# Increased hours for the same salary in the HSE



## salaried (10 Apr 2013)

Hello , My wife works in the clerical dept of the HSE ,  Her normal working week is a 32 hour week and has today been told this will increase to a 37 hour working week for the same salary, Has anybody here any info on this as I dont know the ins and outs of the Croke park agreement, Thanks in advance, Regards, Salaried.


----------



## athens2004 (10 Apr 2013)

Yes its all part of new croke park agreement..............some people will increase from 32.5 to 37 hrs and like your wife 35 to 37 hrs  and others from 37 to 39 hrs.
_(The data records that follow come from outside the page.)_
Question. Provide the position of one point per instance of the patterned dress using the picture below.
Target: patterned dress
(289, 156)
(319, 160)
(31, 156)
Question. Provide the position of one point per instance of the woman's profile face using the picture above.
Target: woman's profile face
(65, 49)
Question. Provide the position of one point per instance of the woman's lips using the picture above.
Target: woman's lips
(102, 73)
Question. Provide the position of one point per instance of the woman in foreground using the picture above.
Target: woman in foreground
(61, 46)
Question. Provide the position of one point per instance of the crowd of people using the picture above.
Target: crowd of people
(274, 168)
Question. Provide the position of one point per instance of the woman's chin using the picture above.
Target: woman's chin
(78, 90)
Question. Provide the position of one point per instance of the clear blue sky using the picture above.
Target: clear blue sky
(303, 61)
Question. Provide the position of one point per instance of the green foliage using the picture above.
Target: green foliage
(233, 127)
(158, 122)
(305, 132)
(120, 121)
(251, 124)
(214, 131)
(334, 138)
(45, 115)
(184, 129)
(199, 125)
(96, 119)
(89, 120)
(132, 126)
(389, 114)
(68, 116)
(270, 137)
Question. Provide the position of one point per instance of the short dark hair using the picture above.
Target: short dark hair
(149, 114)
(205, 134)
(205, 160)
If agreed this will come into effect in JUly, 6 months before the old Croke Park agreement runs out.


----------



## terrysgirl33 (11 Apr 2013)

Has your wife been told this is happening?  In our union, we have only just voted on the Croke park agreement, and even if it's approved it will not come into effect until July.


----------



## salaried (15 Apr 2013)

yes they were told it would be happening in july,  Also told they would be paid for the extra hours but overall wage will be decreased by 8%, They will earn more or less the same then as now but working longer hours.


----------



## terrysgirl33 (15 Apr 2013)

Then yes, this is what was agreed in the Croke park agreement (or part of it).


----------



## Slim (15 Apr 2013)

salaried said:


> yes they were told it would be happening in july, Also told they would be paid for the extra hours but overall wage will be decreased by 8%, They will earn more or less the same then as now but working longer hours.


 
An increase from 32hrs pw to 37 for the same salary, equates to a 13.5% reduction in hourly rate!


----------



## Gerry Canning (15 Apr 2013)

Yup it is another 13.5% reduction and YOU didn,t cause the problem. The ISSUE is whether we have enough Taxes to cover you . I don,think we do, so SMILE and hang in there !!! Believe me it beats the Dole !!!!


----------



## Leper (17 Apr 2013)

Croke Park 2 is dead in the water, therefore, this whole process is also dead in the water.


----------



## salaried (21 Apr 2013)

Thanks for your replies, Its appreciated, Regards Cumnor.


----------